Die Geschichte der Fehler der Fraktion beginnt bereits mit ihren ersten Schritten. Das erste bedeutende Auftreten der Fraktion in der III. Duma fand anlässlich der Deklaration der Regierung statt.

Wir verweisen auf jene Aktionen der Fraktion, an denen sowohl Lenin in einer Reihe von Artikeln als auch Parteiorganisationen und das Zentralkomitee Kritik geübt haben.

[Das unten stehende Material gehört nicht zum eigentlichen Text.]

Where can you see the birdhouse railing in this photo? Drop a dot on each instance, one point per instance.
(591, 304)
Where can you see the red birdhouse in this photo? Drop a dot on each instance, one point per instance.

Die von der sozialdemokratischen Fraktion in der 7. Sitzung verlesene Deklaration (siehe Stenographischer Bericht der III. Duma, erste Tagung, 1. Teil, S. 326–328) wurde nicht nur vom ZK, sondern auch von Ortsorganisationen aufs Schärfste kritisiert. So wurde z. B. in einer Versammlung von Arbeitern, Vertretern von 6 Unterbezirken der Petersburger Organisation, im Januar 1908 ein Brief an die Fraktion beschlossen. Wir lesen in diesem Brief: „Infolge des allgemeinen Niedergangs stehen die breiten Arbeitermassen den Arbeiten der III. Duma und ihrer sozialdemokratischen Fraktion äußerst gleichgültig gegenüber. Ihr, Genossen, habt aber im Laufe von drei Monaten sehr wenig getan, um diese Gleichgültigkeit auch nur ein wenig abzuschwächen. Die vorgeschrittenen Arbeiterkreise haben jedenfalls lebhaftes Interesse für die Vorgänge in der III. Duma und verfolgen aufmerksam Haltung und Tätigkeit unserer Dumafraktion … Man muss gesehen haben, Genossen, wie freudig diese Arbeiterkreise jede einigermaßen gelungene Aktion eurerseits begrüßten. Leider aber waren solche Aktionen äußerst selten … Wir möchten auf einzelne eurer Schritte eingehen, zunächst auf die Deklaration. Sie war euer erstes bedeutendes Hervortreten. Die Arbeiter haben darauf gewartet, ihr habt jedoch die Arbeiter enttäuscht. Statt klarer politischer und wirtschaftlicher Klassenlosungen verschwommene, unklare, halbe Andeutungen, statt scharfer entlarvender Reden gegen Regierung und feudal-reaktionäre Parteien farblose Phrasen, statt Entlarvung und Kritik an den bürgerlichen Parteien – nichts. In eurer Deklaration würde man vergeblich nach den Losungen suchen, unter deren Banner die Arbeiterklasse gekämpft hat und kämpft. Ihr habt die Forderung der Allgemeinen Konstituierenden Versammlung und des Achtstundentags mit Schweigen übergangen. Durch euer Verschulden wurde die Partei eines ausgezeichneten Agitationsmaterials beraubt."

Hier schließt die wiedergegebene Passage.